The project, which Barnabas said is the only one of its kind nationwide, will host programs for disabled residents, veterans, and former prisoners. It will also allow them to expand on work done at the current garden, which has led to cooking classes for hospital outpatients, and become a critical part of the community fabric, they said.
“People still come to the hospital when they are sick,” explained RWJ/Barnabas vice president Barbara Mintz, who oversees community engagement and healthy-living efforts. “Hospitals need to be a place of wellness. This is a real culture change.”
Mintz said this work is particularly important in a city like Newark, where many residents battle health issues like obesity and high blood pressure; these conditions can benefit from a diet full of fresh vegetables.
According to a 2013 report from the Centers for Disease Control and Prevention, New Jersey scored – both statewide and in low-income areas – two points below the national average on a 10-point scale designed to measure residents’ access to fresh, healthy food versus the availability of fast food restaurants and convenience stores in their communities.
“In Newark you can tell somebody that they should eat healthy food, but then they go down the street to the corner store and all they have is Doritos and soda,” Mintz said. “We figured if we’re going to talk about this we had to teach these skills and actually walk the walk.”
The success of the Beth Garden led Barnabas to develop a larger, enclosed structure that could help the team double production from 5,000 pounds to 10,000 pounds of produce harvested annually. The hospital hired Lorainne Gibbons, who leads Garden State Urban Farms, which has developed a number of hydroponic gardens in several cities in Essex and Sussex counties.

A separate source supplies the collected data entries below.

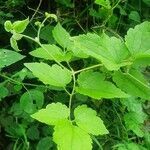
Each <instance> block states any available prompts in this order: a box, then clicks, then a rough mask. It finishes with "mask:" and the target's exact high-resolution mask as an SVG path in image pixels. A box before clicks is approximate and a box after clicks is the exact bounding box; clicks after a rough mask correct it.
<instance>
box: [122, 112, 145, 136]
mask: <svg viewBox="0 0 150 150" xmlns="http://www.w3.org/2000/svg"><path fill="white" fill-rule="evenodd" d="M144 119H145V118H144ZM144 119H143V117H141V116H140V115H138V114H137V113H136V112H130V113H127V114H125V116H124V120H125V124H126V127H127V128H128V129H129V130H132V131H133V132H134V133H135V134H136V135H137V136H139V137H143V135H144V133H143V131H142V130H141V127H142V126H141V124H142V123H143V122H144Z"/></svg>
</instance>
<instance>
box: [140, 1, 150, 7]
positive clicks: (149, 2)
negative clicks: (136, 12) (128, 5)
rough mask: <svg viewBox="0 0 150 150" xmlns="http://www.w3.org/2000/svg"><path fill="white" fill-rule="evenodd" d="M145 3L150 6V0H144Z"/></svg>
mask: <svg viewBox="0 0 150 150" xmlns="http://www.w3.org/2000/svg"><path fill="white" fill-rule="evenodd" d="M142 1H143V2H144V3H145V4H147V5H148V6H150V0H142Z"/></svg>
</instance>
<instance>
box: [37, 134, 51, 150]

Gibbons helped the team transform what was a trash-strewn lot at the corner of Osborne Terrace and Lehigh Avenue, across from the hospital. The structure, completed in late January, measures 72 feet by 26 feet – enough to produce the equivalent of a five-acre farm, said Mintz. “We’re trying to take care of people before they get to the hospital,” she said. “And it’s a simple way to pull a very diverse community together.”